The donor engagement and accountability standards build on the understanding that CRS needs to cultivate donor relationships long before we design a proposal or implement a project. Strong donor relationships increase the likelihood of securing funding for the kinds of projects we know will have a positive impact, and help us advocate for a realistic project scope, budget and timeframe. Strong relationships also help CRS manage projects more effectively: when we have the donor’s confidence, it is easier to make evidence‐based adjustments.
The donor engagement and accountability standards are applicable to all institutional donor‐funded projects, and all staff involved in donor engagement and accountability activities. While some staff have explicit donor responsibilities—CRS headquarters staff are responsible for centrally-managed donor relationships, and senior field staff are responsible for representing CRS and individual projects with local donor offices—a wide range of other staff and partners also engage with donors.
CRS has extensive guidance related to positioning with donors and identifying and preparing for competitive funding opportunities.
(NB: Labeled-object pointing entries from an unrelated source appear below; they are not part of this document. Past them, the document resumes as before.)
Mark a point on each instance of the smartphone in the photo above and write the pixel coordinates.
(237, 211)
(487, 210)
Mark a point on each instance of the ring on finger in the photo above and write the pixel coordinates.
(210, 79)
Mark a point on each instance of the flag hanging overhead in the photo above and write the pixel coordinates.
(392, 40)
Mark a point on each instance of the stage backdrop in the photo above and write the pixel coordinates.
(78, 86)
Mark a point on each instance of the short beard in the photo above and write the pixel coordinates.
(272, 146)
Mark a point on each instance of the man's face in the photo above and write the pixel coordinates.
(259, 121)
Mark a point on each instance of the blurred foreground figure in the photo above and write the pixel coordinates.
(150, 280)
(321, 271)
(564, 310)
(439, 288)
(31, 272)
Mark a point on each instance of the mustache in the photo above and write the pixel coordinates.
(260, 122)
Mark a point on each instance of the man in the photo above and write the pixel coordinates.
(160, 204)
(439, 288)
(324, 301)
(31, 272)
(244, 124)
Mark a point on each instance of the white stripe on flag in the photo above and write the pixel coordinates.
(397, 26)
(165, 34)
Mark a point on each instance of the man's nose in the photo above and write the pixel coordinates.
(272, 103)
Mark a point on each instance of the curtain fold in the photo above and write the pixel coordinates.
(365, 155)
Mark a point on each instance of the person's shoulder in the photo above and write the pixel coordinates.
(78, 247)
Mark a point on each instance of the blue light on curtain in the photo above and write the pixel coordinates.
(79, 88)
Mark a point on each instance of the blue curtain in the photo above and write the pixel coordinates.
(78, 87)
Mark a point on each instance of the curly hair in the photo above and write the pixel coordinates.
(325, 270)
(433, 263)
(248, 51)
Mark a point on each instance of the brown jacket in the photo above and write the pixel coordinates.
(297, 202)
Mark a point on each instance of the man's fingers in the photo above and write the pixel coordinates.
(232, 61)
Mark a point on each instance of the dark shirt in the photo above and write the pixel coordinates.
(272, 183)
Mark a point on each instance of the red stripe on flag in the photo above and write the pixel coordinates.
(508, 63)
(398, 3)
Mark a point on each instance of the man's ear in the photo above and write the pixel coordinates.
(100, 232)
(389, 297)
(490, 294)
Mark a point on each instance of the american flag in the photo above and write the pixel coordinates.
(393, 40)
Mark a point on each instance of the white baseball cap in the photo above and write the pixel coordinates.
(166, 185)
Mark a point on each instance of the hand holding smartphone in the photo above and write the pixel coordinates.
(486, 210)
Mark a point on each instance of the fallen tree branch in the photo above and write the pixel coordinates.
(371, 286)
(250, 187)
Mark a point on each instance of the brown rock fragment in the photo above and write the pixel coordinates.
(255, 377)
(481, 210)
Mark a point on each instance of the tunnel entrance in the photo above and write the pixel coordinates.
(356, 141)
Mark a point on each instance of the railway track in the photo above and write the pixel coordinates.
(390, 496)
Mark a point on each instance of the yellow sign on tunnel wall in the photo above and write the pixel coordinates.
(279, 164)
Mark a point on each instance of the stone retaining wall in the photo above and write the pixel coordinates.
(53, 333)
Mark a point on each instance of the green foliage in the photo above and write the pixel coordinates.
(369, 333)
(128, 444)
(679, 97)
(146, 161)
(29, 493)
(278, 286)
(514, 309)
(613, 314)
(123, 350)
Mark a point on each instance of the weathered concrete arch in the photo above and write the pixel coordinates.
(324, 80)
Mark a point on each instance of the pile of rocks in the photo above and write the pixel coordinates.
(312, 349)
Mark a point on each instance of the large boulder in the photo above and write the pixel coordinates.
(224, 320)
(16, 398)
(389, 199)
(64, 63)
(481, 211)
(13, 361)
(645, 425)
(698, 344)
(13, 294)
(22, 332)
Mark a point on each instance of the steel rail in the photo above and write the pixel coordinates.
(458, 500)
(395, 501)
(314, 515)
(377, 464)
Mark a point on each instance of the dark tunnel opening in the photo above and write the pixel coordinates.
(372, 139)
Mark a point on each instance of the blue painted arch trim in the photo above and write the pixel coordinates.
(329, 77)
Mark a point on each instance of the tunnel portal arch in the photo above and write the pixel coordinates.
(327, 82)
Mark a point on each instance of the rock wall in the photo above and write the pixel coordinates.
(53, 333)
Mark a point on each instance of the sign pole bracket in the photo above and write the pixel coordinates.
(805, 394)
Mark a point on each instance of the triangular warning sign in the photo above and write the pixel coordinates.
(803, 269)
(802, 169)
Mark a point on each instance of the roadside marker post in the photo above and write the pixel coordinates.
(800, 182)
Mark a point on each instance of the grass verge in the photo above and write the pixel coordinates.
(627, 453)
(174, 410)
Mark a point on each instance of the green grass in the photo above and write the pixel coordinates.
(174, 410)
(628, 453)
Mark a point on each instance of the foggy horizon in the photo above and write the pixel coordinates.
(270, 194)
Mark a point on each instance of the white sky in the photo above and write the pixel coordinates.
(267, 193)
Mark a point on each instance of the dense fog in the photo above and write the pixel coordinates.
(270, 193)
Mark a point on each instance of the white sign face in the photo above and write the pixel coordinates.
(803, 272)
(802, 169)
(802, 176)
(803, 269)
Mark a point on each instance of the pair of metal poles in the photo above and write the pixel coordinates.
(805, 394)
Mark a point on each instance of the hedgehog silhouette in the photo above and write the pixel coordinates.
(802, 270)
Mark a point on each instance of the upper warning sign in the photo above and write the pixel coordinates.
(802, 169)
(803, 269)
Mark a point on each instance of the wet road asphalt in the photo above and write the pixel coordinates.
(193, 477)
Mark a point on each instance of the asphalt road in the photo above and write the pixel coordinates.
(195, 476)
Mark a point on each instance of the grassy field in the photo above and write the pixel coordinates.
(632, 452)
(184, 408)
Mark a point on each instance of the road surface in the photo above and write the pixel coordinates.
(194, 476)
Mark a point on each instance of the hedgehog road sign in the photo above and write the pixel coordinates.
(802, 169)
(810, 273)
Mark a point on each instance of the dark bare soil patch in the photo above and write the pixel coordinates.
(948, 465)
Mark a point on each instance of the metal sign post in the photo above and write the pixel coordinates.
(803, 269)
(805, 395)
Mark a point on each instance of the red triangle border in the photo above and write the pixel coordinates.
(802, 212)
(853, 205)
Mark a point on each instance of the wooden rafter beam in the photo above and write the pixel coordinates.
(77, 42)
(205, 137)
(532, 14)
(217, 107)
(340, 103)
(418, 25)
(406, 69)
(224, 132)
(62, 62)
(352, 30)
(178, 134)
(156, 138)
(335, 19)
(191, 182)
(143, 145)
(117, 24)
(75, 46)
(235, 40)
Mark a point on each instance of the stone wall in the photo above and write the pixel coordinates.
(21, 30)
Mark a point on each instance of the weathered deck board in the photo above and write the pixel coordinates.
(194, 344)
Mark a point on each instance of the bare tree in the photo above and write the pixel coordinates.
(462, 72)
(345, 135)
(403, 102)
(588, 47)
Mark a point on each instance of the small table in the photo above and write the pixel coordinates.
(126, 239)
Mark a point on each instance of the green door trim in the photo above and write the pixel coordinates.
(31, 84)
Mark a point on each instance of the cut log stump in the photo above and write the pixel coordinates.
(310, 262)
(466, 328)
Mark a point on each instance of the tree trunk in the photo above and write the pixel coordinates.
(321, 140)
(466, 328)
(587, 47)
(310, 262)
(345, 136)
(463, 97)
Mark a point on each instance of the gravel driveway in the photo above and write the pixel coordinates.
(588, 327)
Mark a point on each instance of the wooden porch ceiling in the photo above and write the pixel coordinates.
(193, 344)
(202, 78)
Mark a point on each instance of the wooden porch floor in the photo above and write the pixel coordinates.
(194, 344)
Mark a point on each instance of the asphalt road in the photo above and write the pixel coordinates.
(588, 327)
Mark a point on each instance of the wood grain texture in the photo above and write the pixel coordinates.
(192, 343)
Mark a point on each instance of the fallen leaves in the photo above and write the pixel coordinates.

The project management standards reference and complement this guidance while focusing more narrowly on critical aspects of donor engagement and accountability that affect the quality of projects and CRS’ effectiveness in managing them, namely:
- Timely and strategic donor engagement to influence specific funding opportunities.
- Ensuring that both CRS and partner staff comply with donor requirements.
- Leveraging ongoing projects to highlight CRS and partner strengths and added value.
Engage beneficiaries, partners, donors, host or local governments and other stakeholders in project close-out evaluation and reflection activities with the intent of learning from and leveraging the project.